How much of that was merely a stunt to get attention is a decent question. But it’s difficult to say Carrey can claim success in attention-trolling after what Greg Gutfeld did to Carrey on The Five just now…
He’s got a movie coming out called Burt Wonderstone, where he plays the villain, not the hero, and the commercials look pretty bad. It looks like Blades of Glory with magic, minus laughs.
So I guess he needs to prepare an excuse for the film’s likely failure.
The parody song seems sort of funny… if you’re in the mind to insult half the country. His act used to be mostly impressions, and he deploys decent impressions of Charlton Heston and Sam Elliot here. The main lyric, that it takes a “cold dead hand” to pull the trigger, is… well, clever-ish for internet baiting.
But that’s all it is, isn’t it? Baiting? The disconnect here is that Jim Carrey imagines himself as heroically changing the public debate and speaking great truths to power… when in fact he’s poisoning the well. He’s not shifting the public debate; he’s freezing it further.
By choosing a strategy of thoughtless, insulting personalization of the issue, he blows up any path but the one himself chose. That is, does he expect a non-personalized, thoughtful response to his personalized, thoughtless baiting? He simultaneously seems very self-congratulatory about his baiting on Twitter, promoting his Dr. Demento song as if it’s going to change the world.

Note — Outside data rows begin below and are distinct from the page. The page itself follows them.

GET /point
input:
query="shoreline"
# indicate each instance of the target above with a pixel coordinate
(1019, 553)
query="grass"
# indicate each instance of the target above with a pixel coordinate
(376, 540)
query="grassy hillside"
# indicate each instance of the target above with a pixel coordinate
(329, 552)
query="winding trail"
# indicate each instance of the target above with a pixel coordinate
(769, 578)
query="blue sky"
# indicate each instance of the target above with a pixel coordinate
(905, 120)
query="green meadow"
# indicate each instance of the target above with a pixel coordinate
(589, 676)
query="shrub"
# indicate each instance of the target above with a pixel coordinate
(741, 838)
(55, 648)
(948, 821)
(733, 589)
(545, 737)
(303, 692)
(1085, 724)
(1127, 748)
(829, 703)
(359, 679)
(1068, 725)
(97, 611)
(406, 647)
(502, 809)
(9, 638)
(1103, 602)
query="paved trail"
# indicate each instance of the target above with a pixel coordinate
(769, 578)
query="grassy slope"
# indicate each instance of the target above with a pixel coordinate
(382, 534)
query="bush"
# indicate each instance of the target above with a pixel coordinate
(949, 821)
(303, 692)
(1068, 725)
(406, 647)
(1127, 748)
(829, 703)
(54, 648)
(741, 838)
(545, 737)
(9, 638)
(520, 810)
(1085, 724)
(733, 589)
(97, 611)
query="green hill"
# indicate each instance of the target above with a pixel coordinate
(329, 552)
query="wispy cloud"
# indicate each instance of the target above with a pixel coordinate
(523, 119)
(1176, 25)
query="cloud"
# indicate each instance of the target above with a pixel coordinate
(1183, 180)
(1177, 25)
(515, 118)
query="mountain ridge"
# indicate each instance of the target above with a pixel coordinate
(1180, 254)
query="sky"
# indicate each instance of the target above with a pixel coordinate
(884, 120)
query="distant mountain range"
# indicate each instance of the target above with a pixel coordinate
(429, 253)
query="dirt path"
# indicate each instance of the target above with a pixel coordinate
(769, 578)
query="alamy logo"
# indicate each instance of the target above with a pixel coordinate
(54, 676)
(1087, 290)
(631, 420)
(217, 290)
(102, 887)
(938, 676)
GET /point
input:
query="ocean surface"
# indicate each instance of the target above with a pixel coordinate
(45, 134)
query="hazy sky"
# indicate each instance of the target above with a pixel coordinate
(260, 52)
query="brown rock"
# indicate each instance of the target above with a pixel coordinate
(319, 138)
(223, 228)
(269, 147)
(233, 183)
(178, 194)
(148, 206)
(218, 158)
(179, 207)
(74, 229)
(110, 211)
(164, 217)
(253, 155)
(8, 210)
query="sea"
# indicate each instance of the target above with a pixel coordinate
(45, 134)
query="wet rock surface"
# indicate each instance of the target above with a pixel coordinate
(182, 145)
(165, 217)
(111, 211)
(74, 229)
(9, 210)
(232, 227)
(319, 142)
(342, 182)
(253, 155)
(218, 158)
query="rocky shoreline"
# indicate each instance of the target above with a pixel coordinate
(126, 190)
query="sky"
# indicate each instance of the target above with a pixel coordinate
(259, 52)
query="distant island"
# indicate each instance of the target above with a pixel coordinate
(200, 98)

One of the great conceits of liberal psychology is that the liberal espousing the philosophy is rational and not “angry.” (“Anger” is one of the few Biblical sins they acknowledge as a genuine sin.) But Carrey is plainly angry, and plainly hateful, and furthermore plainly irrational — because a reasonable man would realize that persuasion isn’t punctuated by a middle finger (as his parody song concludes).
This song isn’t championing an issue; it’s championing Jim Carrey, and flattering his ego. Were he as rational and intelligent as his self-flattery has it, he’d have realized that.